Deixa ela enxergar com as mãos, deixa ela brincar dentro da casa, com a avó, deixa
ela...
Estamos
agora com Samira, que nos prepara um lanche com pão sírio, iogurte, azeitona,
tomate, pepino, ovos. Ela fala do amor que sente por sua família, filhos,
maridos. Fala que trabalha mais em casa que ele, mas que ele é muito bom para
ela. E sempre que está em casa, ajuda nas domesticidades. O castelhano parece
estranho na sua língua. Bonito. Conta que quase não fala com sua família na
Venezuela e que com as crianças, só fala em árabe. Só agora ensina algumas
canções e palavras em espanhol para o filhinho menor. Pergunta por nossa
religião, abre uma gaveta da estante da sala e nos mostra uma Bíblia,
antigo presente de uma amiga, ainda na Venezuela, ainda nos tempos em que ela
era católica.
Pela
tarde do dia seguinte, passeio com o marido e o filho mais velho de Samira em
uma cidade turística das vizinhanças.
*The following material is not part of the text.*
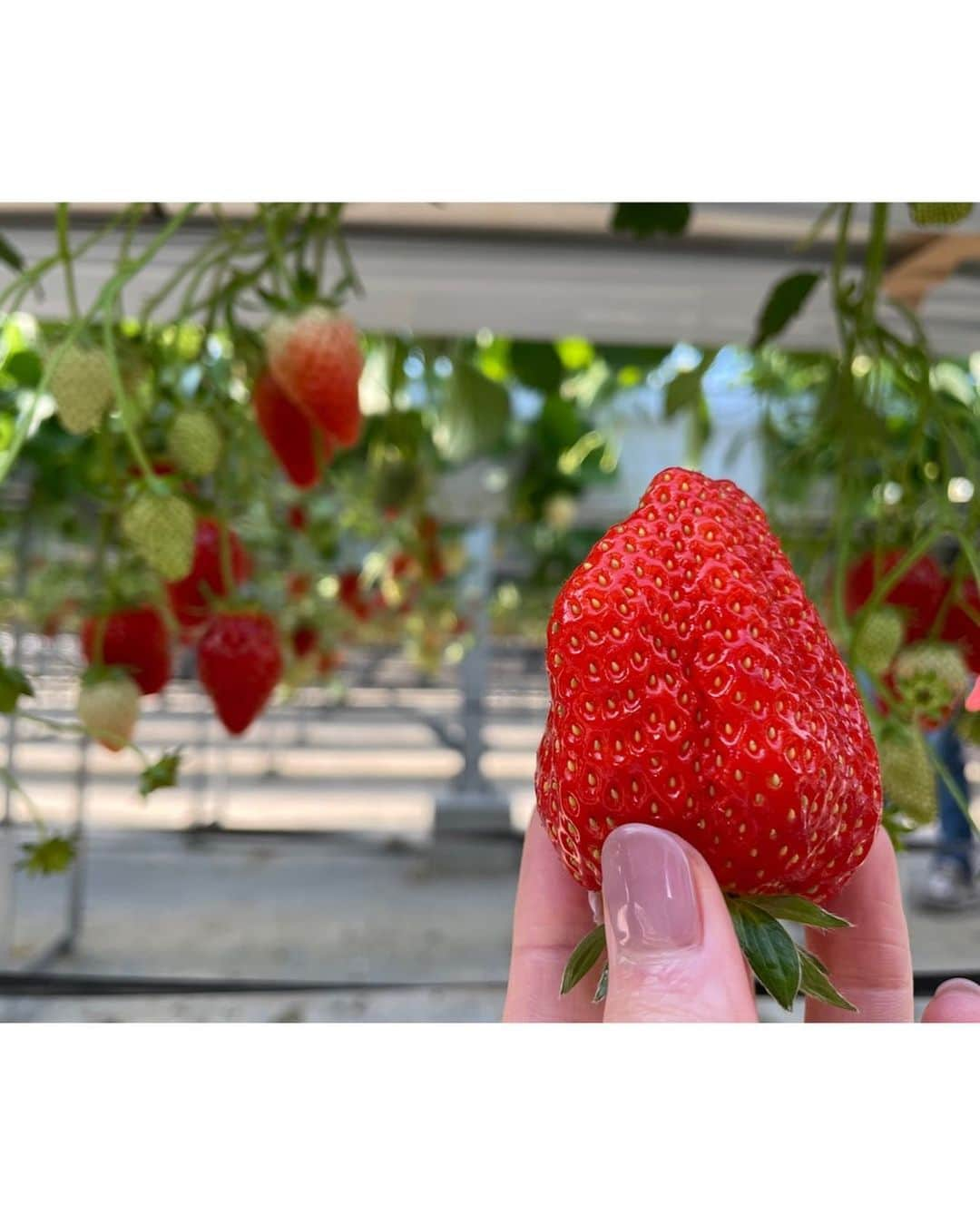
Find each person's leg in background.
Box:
[923,719,980,910]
Cidade que, ao contrário de Anz, está
assinalada no mapa, conhecida por ser sede de um antigo e enorme anfiteatro
romano, realmente lindo e dono de uma acústica impressionante, mas nada comparado
ao que Anz guarda no seu anonimato, debaixo de sete camadas de terra e erva
daninha.
Anz.
Desta vila levarei lembranças de um tempo em que casas eram feiras de pedras e
continuam sendo. Cabras de diferentes donos que saem todas juntas para pastar e
que voltam todas juntas no final da tarde, cada uma pro seu curral.